I stumbled across this on NPR today. All I can say, as a girl who used to wear band-aids on my knees under my princess dresses, is AMEN!
Dear Pixar, From All The Girls With Band-Aids on Their Knees,
A plea to Pixar: Up is so good; can you turn your attention to a different kind of hero? Walt Disney Pictures
by Linda Holmes
This is not an angry letter. It is especially not an angry letter about Up, which I adored. I could have sat in the theater and watched it two more times in a row. I cried, but I also laughed so hard in places that it wore me out.
So I'm not complaining; I'm asking. I'm asking because I think so highly of you.
Please make a movie about a girl who is not a princess.
I'm counting on you, after the jump...
Of the ten movies you've released so far, ten of them have central characters who are boys or men, or who are anthropomorphized animals or robots or bugs who are voiced by and imagined as boys or men. These movies feature women and girls to varying degrees -- The Incredibles, in particular -- but the story is never "a girl and the things that happen to her," the way it's "a boy and what happens to him."
I want so much for girls to have a movie like Up that is about someone they can dress up as for Halloween, as Anika Noni Rose said about starring as the voice in The Frog Princess. Not a girl who's a side dish, but a girl who's the big draw.
And I'd really, really like it not to be a princess.
My understanding is that after the summer blockbusters of 2010 and 2011 -- Toy Story 3 and Newt -- you're planning The Bear And The Bow, a Christmastime fairy tale rather than a summer adventure. And your first one about a girl -- way to go!
But why, oh why, does it have to be about a princess? Again?
Et tu, Pixar?
I have nothing against princesses. I have nothing against movies with princesses. But don't the Disney princesses pretty much have us covered? If we had to wait for your thirteenth movie for you to make one with a girl at the center, couldn't you have chosen something -- something -- for her to be that could compete with plucky robots and adventurous space toys?

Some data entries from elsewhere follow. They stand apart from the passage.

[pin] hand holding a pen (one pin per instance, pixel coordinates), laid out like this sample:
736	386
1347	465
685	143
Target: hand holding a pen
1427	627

Or more to the point, why couldn't your first female central character be as specifically drawn as the women and girls (and girl robots, etc.) you're already writing as secondary characters? Ratatouille has a chef! WALL-E has Eve! The Incredibles has superheroes!
And Up...oh, Up has Ellie, who I could have watched forever. Seen only in flashbacks to the main story, Ellie is warm and hilarious, ambitious and fearless, and then gone for most of the movie. She provides the engine for the story, in many ways, but it's an old man and a little boy who actually get to hit the gas.
I don't like to make movies political, especially kids' movies, if I can help it. Sometimes a princess is just a princess and should be taken as such.
At the same time, little Russell, in Up, is Asian-American, right? And that's not a big plot point; presumably, he just is because there's no particular reason he shouldn't be. You don't need him to be, but you don't need him not to be, either. It's not politics; it's just seeing the whole big world.
Well, the whole big world has a lot of little girls in it, too. And not all of them are princesses -- and the ones who are princesses have plenty of movies to watch.
And even many of them who do aspire to be princesses are mixing their princess tendencies with all manner of other delicious things. Their tiaras fall off when they skin their knees running at top speed; they get fingerpaint on their pink dresses; they chip their front teeth chasing each other in plastic high-heeled shoes.
There's nothing wrong with the movies you're making; I'm sure your princess movie will be my favorite one ever. I'm just saying, keep them in mind, those girls in Band-Aids, because they want to see themselves on screen doing death-defying stunts, too. You're making some of my favorite movies in the whole world right now.
Please, please make one about a girl who isn't a princess.